Economists largely agree that one of the most effective ways of tackling climate change is taxing carbon pollution. Few things beat higher prices in reliably pushing companies and consumers to shift to more environmentally friendly practices and products.
But a new economic analysis flips some of the traditional thinking about a carbon tax, concluding that the price should fall rather than rise in the decades ahead. It should also start far higher than many previous studies and policy proposals suggested.
Notably, a plan put forth by former US secretaries of state James Baker and George Shultz in 2017 proposed a carbon fee that would start at $40 a ton and increase every year at 5% above inflation, in line with conventional views rooted in some of the earliest and most influential climate-economy models.
But the new model, published September 1 in the Proceedings of the National Academy of Sciences, concludes it would be much more effective to start with a price well above $100. That tax would tick up a bit further in the first decade or so, before slowly sliding downward for the next few centuries.

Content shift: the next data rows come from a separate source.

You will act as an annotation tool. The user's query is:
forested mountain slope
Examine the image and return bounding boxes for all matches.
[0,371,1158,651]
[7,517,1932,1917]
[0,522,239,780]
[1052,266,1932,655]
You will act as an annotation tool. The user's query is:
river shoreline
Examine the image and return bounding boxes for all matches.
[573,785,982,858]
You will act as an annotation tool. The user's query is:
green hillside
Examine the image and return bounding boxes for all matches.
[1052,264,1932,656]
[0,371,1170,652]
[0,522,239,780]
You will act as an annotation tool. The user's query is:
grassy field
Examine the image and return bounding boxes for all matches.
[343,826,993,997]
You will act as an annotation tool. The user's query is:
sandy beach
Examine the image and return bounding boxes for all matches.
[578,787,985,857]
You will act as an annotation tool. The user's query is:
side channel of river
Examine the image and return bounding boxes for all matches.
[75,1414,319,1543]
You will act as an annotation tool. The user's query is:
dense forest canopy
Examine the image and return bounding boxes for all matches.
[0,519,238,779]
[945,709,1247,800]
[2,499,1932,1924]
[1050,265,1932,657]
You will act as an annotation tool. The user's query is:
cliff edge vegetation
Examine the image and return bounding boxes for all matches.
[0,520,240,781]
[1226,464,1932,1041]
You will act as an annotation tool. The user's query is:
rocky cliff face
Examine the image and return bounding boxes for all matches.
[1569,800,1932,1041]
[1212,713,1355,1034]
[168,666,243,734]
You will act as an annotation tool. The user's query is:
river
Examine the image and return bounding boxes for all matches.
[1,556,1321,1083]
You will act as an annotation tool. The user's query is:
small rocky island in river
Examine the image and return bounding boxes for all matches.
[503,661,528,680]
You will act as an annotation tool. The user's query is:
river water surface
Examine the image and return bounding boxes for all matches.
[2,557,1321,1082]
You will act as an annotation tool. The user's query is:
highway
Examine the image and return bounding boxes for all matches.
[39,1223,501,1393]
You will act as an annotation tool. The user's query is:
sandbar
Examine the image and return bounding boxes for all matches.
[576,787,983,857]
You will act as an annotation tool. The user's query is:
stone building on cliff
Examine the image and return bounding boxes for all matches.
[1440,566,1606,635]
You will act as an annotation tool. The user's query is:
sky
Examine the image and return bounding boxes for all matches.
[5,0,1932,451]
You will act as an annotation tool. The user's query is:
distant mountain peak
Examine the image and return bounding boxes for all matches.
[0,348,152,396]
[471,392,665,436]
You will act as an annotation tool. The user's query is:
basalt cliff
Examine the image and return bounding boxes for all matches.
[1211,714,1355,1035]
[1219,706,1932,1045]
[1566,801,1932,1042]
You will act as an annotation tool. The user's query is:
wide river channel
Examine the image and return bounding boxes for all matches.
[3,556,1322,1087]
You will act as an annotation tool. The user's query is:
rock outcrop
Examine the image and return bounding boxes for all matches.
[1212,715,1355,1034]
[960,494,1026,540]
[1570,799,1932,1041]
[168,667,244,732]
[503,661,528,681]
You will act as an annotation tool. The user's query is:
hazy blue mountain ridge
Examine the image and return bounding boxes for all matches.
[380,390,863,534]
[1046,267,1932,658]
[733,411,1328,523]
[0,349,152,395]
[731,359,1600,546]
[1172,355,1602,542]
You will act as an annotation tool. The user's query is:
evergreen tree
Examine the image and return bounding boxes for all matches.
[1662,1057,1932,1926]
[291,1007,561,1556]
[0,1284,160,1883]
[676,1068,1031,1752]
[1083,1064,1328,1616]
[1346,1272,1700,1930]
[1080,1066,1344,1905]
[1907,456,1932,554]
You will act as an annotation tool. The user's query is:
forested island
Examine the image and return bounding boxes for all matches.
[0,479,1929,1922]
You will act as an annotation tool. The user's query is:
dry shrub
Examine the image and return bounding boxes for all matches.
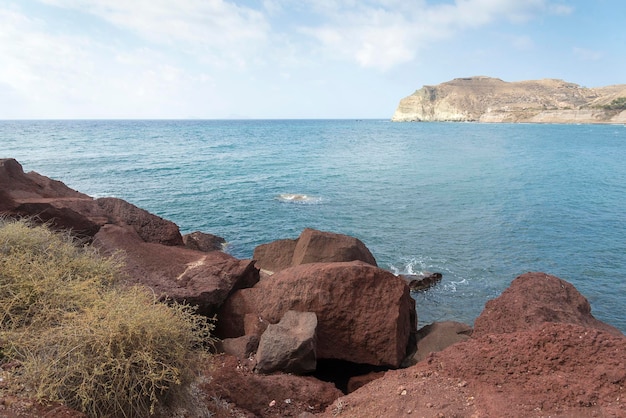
[0,219,119,330]
[0,219,214,417]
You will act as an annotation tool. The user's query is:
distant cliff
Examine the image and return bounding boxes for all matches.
[392,76,626,123]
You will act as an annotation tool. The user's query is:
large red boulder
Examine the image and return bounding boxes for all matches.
[0,158,89,201]
[218,261,416,368]
[473,272,623,337]
[95,197,183,245]
[0,159,100,235]
[252,238,297,273]
[253,228,377,273]
[0,159,184,245]
[292,228,377,266]
[93,224,258,315]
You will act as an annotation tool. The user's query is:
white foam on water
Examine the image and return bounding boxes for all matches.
[390,256,435,276]
[89,193,117,199]
[442,278,468,293]
[391,256,468,294]
[276,193,322,204]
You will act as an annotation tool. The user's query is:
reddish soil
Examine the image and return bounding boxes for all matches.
[0,396,86,418]
[318,322,625,418]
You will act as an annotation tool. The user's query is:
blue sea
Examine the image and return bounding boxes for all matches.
[2,120,625,332]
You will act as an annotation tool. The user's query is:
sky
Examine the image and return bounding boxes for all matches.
[0,0,624,119]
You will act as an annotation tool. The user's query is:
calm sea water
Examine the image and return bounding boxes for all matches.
[2,120,625,332]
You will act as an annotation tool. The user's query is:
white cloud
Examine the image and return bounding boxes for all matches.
[549,3,574,15]
[39,0,271,69]
[573,47,604,61]
[0,8,94,109]
[0,6,221,118]
[297,0,570,70]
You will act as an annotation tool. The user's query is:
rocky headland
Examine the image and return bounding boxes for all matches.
[392,76,626,123]
[1,158,625,417]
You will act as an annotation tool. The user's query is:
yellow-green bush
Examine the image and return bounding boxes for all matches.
[0,219,214,417]
[0,220,119,330]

In basic terms, the so-called EZ-Climate model attempts to merge the tools of financial economics into climate economics, which ends up placing a higher estimated cost on uncertainty—and higher value on averting risks.
So the model finds a few things likely happen over time.
The higher the price is at the start, the more rapidly nations and businesses will develop and deploy cleaner ways of doing things, says Gernot Wagner, an author of the paper and associate professor at New York University’s Department of Environmental Studies.
That also means the price on carbon can start to decline sooner, as more and more of the economy shifts to systems and sources that no longer pump out emissions. But in addition, the world will simply learn more about the exact impacts of climate change, and what it takes to address them.
“Uncertainty resolves itself over time,” Wagner said in an email, so we no longer have to pay a higher price for it.
He cowrote the paper and created the new model with Columbia University economist Kent Daniel and Robert Litterman, formerly head of the quantitative investment strategies group at banking giant Goldman Sachs.
Another notable finding from the model is that the cost of putting off a carbon price rises at a staggering rate the longer we delay. If we wait a year to implement an effective carbon tax, the estimated cost of additional climate-change impacts will reach approximately $1 trillion. If we wait five years, that swells to $24 trillion. A 10-year delay could cost the world $100 trillion.
Wagner stresses that the most effective starting price for a carbon tax is impossible to know. But some scenarios in the model show it could be higher than $200, depending on certain assumptions.
Of course, as with much of climate policy, there’s a clear mismatch between the ideal solution in theory and the one that can actually be signed into law. Carbon taxes have proved very difficult to pass, and the higher the starting price, the harder it likely becomes.